The largest landowners in 1436 numbered only 234. Of these, 51 great barons had landed income in total of £40,000 (an average of £768 a baron). The 183 greater knights with incomes over £100 had a total income of £38,000 (an average of £208 per knight). In aggregate, these landowners controlled roughly 45 percent of the acreage in England and 40 percent of the income from land in estates subject to the income tax. A greater baron might hold an estate of 8,000 to 9,000 acres or larger.32 Gray (1934, p. 630) reports, “All together 7,000 men in England, non-noble in status, enjoyed income from lands, rents, and annuities ranging from £5 to £400, most of these being from £5 to £100.” These 7,000 men controlled more than 70 percent of the land. The numbers are consistent with other estimates.

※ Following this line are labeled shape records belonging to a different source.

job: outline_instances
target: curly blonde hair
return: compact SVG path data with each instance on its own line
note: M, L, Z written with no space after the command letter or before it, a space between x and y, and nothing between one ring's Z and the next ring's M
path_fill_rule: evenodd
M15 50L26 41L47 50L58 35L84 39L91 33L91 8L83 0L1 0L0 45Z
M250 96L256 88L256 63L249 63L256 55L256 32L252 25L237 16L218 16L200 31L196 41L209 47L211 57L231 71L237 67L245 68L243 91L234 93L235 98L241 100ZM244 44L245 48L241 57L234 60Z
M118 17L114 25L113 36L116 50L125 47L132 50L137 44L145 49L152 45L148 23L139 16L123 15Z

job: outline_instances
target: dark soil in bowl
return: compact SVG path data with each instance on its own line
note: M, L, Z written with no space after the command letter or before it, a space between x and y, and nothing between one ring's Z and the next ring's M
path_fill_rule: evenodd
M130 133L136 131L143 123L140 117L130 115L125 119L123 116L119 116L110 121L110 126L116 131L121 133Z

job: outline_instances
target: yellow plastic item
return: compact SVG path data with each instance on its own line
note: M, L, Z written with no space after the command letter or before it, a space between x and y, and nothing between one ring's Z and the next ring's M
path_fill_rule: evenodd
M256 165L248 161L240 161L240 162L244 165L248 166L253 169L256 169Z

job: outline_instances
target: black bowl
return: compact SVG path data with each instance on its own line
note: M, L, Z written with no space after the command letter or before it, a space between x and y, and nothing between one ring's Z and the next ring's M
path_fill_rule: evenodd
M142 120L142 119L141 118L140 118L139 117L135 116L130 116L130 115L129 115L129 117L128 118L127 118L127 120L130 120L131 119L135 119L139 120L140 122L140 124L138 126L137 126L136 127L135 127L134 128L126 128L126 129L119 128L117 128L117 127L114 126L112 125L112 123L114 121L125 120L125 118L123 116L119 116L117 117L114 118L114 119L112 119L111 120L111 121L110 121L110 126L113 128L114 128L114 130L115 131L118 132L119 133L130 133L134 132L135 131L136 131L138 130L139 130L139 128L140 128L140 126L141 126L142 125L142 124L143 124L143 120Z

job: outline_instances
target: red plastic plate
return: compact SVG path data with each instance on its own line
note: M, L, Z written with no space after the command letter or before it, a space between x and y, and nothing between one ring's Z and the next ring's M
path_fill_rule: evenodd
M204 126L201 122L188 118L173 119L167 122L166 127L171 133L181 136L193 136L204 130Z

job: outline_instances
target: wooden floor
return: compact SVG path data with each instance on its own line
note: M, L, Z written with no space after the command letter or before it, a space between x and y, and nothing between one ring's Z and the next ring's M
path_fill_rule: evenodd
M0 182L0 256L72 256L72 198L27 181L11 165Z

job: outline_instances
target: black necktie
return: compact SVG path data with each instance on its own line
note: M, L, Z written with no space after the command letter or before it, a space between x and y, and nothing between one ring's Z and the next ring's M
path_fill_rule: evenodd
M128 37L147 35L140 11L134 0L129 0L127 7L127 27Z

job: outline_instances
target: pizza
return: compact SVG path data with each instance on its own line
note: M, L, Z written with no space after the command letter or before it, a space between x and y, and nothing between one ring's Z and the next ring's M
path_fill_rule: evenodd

Hicks noted that only forty-eight barons had hereditary rights to be called to parliament in 1388. McFarlane reports that 102 barons were summoned to parliament in 1300 and another 34 had been summoned in or after 1295. Appendix Table 3.2 gives the numbers of individuals called to parliament by twenty-five-year intervals from 1300 to 1475. The greatest number was 147 and the lowest number 71, which is a rough estimate of the number of magnates, great landowners, and nobles over the two centuries.
Cooper also provides a distillation and interpretation of Gregory King’s estimates of the distribution of families by type in the later seventeenth century, shown in Appendix Table 3.3. Chamberlayne’s estimates of the number of Peers, Baronets, Knights, and Esquires and Gentlemen in 1692 are provided in Appendix Table 3.4.
32 This paragraph is based on Cooper (1983), pp. 17–19.